Polite, personable and more deeply conversant about the current Mississippi political landscape than I would have imagined, Rove exudes confidence, competence and comfort in his own skin. He is direct but not mean-spirited. And he enjoys the rough-and-tumble of retail politics.
These days, the Colorado native is under contract as a contributor to Fox News and is a Wall Street Journal opinion columnist. Additionally, Rove has written a New York Times bestselling book that drew solid reviews both from friend and foe alike. That book was a surprisingly revealing 2010 memoir entitled, “Courage and Conviction: My Life as a Conservative in the Fight.”
Rove’s second book was his fine 2015 historical analysis, “The Triumph of William McKinley: Why the Election of 1896 Still Matters” — a valuable and nuanced examination of the landmark presidential campaign between Republican McKinley and Democrat William Jennings Bryan.
The prospect of a third Rove book — this one an as-yet- untitled historical analysis of presidential decision-making — brought him to Mississippi State University’s Ulysses S. Grant Presidential Library to conduct research. Rove said his Grant research centered on the “Gilded Age” president’s 1874 decision to veto the so-called “inflation bill” after the Panic of 1873.
Despite the withering criticism leveled at Rove and the man he first helped attain two terms as governor of Texas and then two terms in the White House, it’s now beyond interesting to view the work and political decorum of Rove and President Bush through the spinning kaleidoscope of the Trump administration and the political philosophies espoused by Steve Bannon, the now-exiled former Trump Svengali.
Asked about the future of the Republican Party, Rove said he couldn’t predict the outcome of the ongoing national battle between the Republican establishment and the tea party movement.
But in talking about current politics in Mississippi, Rove is extremely conversant.

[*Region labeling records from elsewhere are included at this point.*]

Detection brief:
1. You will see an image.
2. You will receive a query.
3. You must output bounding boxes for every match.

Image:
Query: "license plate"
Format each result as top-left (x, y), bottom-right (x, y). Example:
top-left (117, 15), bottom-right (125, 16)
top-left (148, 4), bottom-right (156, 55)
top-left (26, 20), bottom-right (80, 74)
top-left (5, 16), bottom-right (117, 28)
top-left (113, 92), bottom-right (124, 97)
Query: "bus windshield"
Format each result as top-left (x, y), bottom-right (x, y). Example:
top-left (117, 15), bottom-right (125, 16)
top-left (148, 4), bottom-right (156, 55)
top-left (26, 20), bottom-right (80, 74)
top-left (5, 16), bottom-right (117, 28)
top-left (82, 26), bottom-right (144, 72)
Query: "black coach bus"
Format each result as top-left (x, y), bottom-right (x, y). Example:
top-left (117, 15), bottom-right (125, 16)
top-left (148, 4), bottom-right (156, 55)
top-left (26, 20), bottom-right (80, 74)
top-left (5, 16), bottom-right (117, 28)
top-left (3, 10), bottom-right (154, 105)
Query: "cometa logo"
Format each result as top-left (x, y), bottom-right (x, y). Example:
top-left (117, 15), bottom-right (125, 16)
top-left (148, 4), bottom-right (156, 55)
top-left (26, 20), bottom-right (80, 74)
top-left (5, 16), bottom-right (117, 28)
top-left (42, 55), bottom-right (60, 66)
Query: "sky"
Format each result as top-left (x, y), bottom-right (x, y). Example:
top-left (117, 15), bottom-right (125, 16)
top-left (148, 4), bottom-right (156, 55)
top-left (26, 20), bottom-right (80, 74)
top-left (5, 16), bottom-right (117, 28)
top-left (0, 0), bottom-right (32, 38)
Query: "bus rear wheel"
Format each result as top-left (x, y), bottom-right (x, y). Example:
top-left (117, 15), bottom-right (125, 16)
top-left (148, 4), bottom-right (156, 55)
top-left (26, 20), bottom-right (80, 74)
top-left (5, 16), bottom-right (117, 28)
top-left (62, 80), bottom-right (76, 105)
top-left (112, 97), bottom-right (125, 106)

As far back as the 2014 U.S. Senate primary battle between incumbent Thad Cochran and tea party favorite Chris McDaniel, Rove drew fire from McDaniel and his followers as a supposed part of the vast GOP establishment conspiracy to keep McDaniel out of Washington.
In assessing McDaniel’s latest moves, Rove believes McDaniel would have lost a heads-up GOP Senate primary with incumbent Roger Wicker. From an organizational and fundraising standpoint, Rove said Wicker had “done all the right things” to nail down a re-election win.
Rove noted that many of the political action committees that had lavished money on McDaniel in 2014 aren’t likely to repeat that investment “because they just don’t have that kind of money right now” and because of McDaniel’s missteps.
Key among Rove’s observations regarding Mississippi’s two U.S. Senate races this year is the decision by McDaniel’s tea party forces to confront popular Republican Gov. Phil Bryant with demands to appoint McDaniel to fill Cochran’s unexpired term. Of course, that reaction had already made it around the track in Republican circles in Mississippi before Rove arrived.